I condomini disabitati sparsi per tutta la Cina sono un monito degli effetti di decenni di sregolata corsa al mattone. Ma il nuovo ambizioso piano del governo punta a convertire unità residenziali abbandonate in alloggi pubblici. “Dialoghi: Confucio e China Files” è una rubrica in collaborazione tra China Files e l’Istituto Confucio dell’Università degli Studi di Milano. Clicca qui per le altre puntate
300 miliardi di yuan. È la somma stanziata da Pechino per risolvere la crisi immobiliare e provare a riconvertire la mole di abitazioni invendute o incomplete disseminate nelle aree urbane e rurali di tutto il paese. Un problema che secondo i dati dell’Ufficio nazionale relativi ad agosto 2023 interessa 648 milioni di metri quadrati di unità abitative. Equivalenti, ha calcolato Reuters, a 7,2 milioni di case grandi in media 90 metri quadrati.
I condomini disabitati sparsi per tutta la Cina sono un monito degli effetti di decenni di sregolata corsa al mattone, che ha reso il mercato immobiliare uno dei pilastri dell’economia, capace di contribuire tra il 25 e il 30% del Pil nazionale. Ma il rallentamento degli investimenti causato dalla crisi pandemica ha esposto i limiti del modello di crescita degli sviluppatori, che si sono indebitati con gli istituti finanziari per avviare progetti di costruzione, con la promessa di ripagare i debiti una volta venduti gli appartamenti. Nel 2020 il governo ha introdotto alcune restrizioni (le tre “linee rosse”, che in seguito sono state allentate) nel tentativo di imporre dei paletti alle emissioni di prestiti finanziari.
La commistione di stretta normativa di Pechino e crescente sfiducia dei consumatori ha scatenato la crisi che porta i nomi di Evergrande, Country Garden e Zhongrong.

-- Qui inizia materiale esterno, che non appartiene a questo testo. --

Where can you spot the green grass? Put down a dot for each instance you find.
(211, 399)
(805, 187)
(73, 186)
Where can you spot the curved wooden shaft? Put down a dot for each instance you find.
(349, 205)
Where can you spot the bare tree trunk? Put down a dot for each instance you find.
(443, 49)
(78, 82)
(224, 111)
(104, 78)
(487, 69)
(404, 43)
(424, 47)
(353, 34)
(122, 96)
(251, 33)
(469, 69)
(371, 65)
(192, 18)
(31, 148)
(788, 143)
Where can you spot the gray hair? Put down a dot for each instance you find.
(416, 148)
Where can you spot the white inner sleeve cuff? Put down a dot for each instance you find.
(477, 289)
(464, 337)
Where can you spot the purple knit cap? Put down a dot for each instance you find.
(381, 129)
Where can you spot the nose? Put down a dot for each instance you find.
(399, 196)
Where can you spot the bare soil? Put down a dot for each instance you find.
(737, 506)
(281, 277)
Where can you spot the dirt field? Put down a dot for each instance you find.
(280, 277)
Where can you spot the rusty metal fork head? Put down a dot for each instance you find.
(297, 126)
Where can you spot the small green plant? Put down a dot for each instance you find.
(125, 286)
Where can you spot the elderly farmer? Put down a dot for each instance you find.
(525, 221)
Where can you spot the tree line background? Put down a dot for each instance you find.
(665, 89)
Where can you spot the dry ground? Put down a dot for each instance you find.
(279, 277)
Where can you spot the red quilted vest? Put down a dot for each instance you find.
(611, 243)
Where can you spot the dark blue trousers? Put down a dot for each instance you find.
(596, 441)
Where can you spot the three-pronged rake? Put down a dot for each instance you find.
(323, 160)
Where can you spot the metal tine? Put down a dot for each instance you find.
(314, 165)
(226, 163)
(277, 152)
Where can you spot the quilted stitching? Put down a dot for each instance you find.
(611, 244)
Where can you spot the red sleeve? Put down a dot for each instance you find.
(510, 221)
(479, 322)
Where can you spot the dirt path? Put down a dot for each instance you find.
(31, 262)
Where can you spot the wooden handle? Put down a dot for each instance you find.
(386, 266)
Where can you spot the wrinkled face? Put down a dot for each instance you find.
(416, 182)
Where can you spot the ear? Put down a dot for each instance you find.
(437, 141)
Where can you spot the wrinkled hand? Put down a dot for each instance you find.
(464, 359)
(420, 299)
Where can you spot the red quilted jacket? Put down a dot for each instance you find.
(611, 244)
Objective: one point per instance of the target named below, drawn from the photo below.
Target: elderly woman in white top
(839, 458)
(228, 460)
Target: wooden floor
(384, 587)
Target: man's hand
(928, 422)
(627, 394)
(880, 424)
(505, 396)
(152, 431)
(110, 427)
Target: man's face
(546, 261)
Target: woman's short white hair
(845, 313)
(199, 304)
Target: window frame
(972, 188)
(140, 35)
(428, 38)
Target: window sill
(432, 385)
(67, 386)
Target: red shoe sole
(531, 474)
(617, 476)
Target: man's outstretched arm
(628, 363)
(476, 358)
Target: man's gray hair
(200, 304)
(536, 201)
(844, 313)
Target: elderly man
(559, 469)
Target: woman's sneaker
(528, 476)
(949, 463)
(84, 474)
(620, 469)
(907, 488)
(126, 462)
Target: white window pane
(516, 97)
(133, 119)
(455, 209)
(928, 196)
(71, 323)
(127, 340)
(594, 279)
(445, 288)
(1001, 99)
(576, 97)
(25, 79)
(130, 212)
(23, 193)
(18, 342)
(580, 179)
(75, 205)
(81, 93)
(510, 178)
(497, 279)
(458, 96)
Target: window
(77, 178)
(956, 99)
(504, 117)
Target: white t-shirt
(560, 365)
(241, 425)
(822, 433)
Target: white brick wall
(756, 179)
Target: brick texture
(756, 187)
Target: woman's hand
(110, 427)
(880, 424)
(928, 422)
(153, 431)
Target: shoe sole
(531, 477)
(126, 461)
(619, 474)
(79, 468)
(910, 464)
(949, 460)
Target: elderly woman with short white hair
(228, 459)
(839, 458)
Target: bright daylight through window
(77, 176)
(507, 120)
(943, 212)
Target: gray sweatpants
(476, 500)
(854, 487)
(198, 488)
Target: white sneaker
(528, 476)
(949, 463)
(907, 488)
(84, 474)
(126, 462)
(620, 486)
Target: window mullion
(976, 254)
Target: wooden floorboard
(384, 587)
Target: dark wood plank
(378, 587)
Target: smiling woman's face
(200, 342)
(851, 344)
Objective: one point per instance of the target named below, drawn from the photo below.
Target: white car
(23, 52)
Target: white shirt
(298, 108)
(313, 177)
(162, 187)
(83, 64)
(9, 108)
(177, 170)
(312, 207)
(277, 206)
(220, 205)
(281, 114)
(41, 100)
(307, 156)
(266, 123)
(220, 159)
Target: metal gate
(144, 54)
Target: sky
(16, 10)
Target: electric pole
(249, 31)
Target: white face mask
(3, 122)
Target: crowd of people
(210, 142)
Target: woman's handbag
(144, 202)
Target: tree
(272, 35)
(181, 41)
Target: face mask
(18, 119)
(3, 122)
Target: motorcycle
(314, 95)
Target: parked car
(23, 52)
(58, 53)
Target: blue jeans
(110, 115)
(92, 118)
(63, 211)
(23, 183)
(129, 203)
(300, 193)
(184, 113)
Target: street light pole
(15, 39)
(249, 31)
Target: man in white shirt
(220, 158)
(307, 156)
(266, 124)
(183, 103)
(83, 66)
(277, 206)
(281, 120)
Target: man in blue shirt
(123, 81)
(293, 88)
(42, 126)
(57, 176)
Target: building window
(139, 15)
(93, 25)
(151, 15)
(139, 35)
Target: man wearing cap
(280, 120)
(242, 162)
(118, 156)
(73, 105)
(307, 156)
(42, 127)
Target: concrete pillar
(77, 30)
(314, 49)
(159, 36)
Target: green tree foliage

China Evergrande Group è il colosso dell’immobiliare che ha dichiarato default nel 2021, diventando il simbolo dello scoppio della bolla: dalla fine degli anni Novanta ha accumulato un debito di circa 300 miliardi di dollari e a inizio 2024 ha ricevuto un ordine di liquidazione da un tribunale di Hong Kong. Per valore delle vendite è secondo a Country Garden, lo sviluppatore privato che a inizio 2023 era ancora impegnato nella costruzione di un numero di case quattro volte maggiore rispetto ai progetti di Evergrande prima del default. Ma i quasi 200 miliardi di dollari di passività e l’istanza di liquidazione presentata lo scorso febbraio da un creditore non fanno ben sperare sulla sua sorte. Zhongrong International Trust, uno dei principali attori nel settore dei servizi finanziari integrati che per decenni hanno alimentato il modello di sviluppo del settore, lo scorso anno ha mancato il pagamento di decine di prodotti di investimento legati al mattone.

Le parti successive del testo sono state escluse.